Harvard CS 242
Mondays and Wednesdays from 3:45-5:00 pm, SEC building in Allston, MA
Instructor: H.T. Kung
Scaling computation over parallel and distributed accelerators is a rapidly advancing area of research receiving high levels of interest from academia and industry. A recent focus is to increase speed and energy efficiency for deep learning computations in data center servers and small embedded devices. The industry is building a variety of innovative accelerators in this area.

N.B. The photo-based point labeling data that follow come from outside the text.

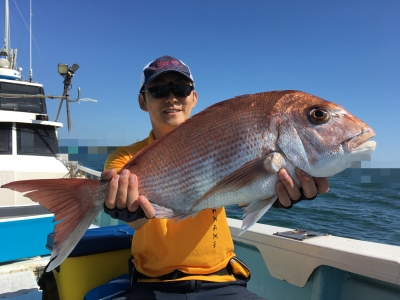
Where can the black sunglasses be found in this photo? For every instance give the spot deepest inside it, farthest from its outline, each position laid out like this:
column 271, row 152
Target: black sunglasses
column 162, row 91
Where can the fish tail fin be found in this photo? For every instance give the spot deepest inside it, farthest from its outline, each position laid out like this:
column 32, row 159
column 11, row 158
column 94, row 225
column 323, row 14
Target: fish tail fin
column 74, row 202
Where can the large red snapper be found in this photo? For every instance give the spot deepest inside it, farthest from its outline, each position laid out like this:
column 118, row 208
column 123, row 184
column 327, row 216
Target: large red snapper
column 229, row 153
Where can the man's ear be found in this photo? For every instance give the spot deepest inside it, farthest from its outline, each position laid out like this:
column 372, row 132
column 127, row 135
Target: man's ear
column 142, row 102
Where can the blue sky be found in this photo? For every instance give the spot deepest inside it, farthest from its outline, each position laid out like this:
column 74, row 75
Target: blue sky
column 343, row 51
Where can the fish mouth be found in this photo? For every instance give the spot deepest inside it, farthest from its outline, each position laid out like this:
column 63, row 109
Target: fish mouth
column 360, row 142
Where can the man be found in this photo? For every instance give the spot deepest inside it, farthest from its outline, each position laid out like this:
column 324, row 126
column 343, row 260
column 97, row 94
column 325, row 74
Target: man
column 173, row 259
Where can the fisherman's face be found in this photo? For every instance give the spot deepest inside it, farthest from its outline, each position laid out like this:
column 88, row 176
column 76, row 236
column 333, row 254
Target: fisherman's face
column 169, row 112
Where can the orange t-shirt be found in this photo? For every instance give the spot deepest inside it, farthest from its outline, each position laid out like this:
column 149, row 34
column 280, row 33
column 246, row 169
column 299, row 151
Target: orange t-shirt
column 199, row 245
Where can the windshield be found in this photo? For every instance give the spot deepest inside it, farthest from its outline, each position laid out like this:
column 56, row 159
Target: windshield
column 5, row 138
column 33, row 105
column 34, row 139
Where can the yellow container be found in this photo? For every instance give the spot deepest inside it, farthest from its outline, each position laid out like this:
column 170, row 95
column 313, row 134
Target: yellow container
column 78, row 275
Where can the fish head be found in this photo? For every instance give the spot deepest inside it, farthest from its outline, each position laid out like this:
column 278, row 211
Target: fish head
column 320, row 137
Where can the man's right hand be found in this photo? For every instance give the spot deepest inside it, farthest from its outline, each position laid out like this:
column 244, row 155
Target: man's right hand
column 123, row 193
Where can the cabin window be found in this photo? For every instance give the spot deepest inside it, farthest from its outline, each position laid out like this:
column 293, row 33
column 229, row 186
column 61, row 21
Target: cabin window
column 32, row 105
column 5, row 138
column 34, row 139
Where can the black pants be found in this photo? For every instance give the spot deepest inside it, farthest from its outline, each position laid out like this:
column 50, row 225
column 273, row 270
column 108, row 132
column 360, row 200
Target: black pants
column 190, row 289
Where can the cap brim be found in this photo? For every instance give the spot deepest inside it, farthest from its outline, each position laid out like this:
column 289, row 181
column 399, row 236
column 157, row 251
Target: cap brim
column 154, row 76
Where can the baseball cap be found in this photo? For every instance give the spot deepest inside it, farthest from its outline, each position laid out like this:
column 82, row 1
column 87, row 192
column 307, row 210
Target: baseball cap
column 161, row 65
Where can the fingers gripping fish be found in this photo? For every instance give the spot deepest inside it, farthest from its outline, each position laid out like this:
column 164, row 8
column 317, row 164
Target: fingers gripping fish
column 229, row 153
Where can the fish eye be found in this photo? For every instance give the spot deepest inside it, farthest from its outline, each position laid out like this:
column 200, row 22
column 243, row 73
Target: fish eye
column 319, row 116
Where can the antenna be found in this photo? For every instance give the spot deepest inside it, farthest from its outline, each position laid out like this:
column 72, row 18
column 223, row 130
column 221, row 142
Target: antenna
column 6, row 26
column 30, row 42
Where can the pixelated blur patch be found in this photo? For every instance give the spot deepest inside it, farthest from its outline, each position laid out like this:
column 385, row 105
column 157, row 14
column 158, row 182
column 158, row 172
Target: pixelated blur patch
column 376, row 177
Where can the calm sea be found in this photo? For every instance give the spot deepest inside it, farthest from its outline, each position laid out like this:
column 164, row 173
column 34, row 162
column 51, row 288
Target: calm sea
column 361, row 204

In this course, students will learn principled methods of mapping computations used in machine learning and scientific computing onto parallel and distributed compute nodes implemented with CPU, GPU, FPGA, and ASIC. These mapping techniques lay the foundation for understanding and designing modern computing libraries and architectures for high-performance and energy‐efficient systems and devices. Students will implement these mapping techniques for fast and efficient machine learning computations. At the end of the course, students will know how to co-design machine learning models, computational algorithms, software abstractions, and underlying computing systems.
The class has the following modules:
- Parallelization. Map deep neural networks computation onto parallel and distributed computing units.
- Compression. Quantize and prune neural networks, leverage low-precision arithmetic operations and stochastic rounding, use low-rank filters for approximate pattern matching, and apply knowledge distillation to derive lightweight models.
- Data reuse. Reuse local data to lessen memory access and communication costs.
- Collaborative learning. Use federated learning and simulation for collaboration among distributed clients.
- Porting accelerators. Partition large-scale computation into small chunks and schedule them for execution on fixed-size accelerators.
- In-hardware acceleration. Explore new opportunities of using emerging memory and 3D packaging technologies for accelerators.
Students will learn the subject through a deep dive into recent research papers as well as lectures, quizzes, programming assignments, and a final project.
Students will have the freedom to choose a final project they are passionate about. They will formulate their projects early in the course, so there will be sufficient time for discussion and iterations with the teaching staff and system design and implementation.
The course will use server clusters at Harvard as well as external computing resources in the cloud.
Industry partners may support the teaching by giving guest lectures and advice to student projects.
The course provides a database for course materials. The database contains hundreds of articles that the course instructor has collected and tagged. Students with Harvard email addresses can access the database at https://htk.redsox.jetos.com/alpha/login.php
Recommended Prep/Requirements: (1) programming experience (Python, MatLab, or C/C++ should be OK); (2) basic knowledge in computing systems (e.g., CPU and GPU) and machine learning (e.g., convolutional neural networks); (3) familiarity in data structures; and (4) maturity in mathematics (e.g., undergraduate linear algebra and statistics).
The course instructor may waive some of these requirements for students with a strong interest in the subject matter and related work or research experiences. Labs in the first weeks of the semester will help students quickly obtain the background necessary to excel in the course.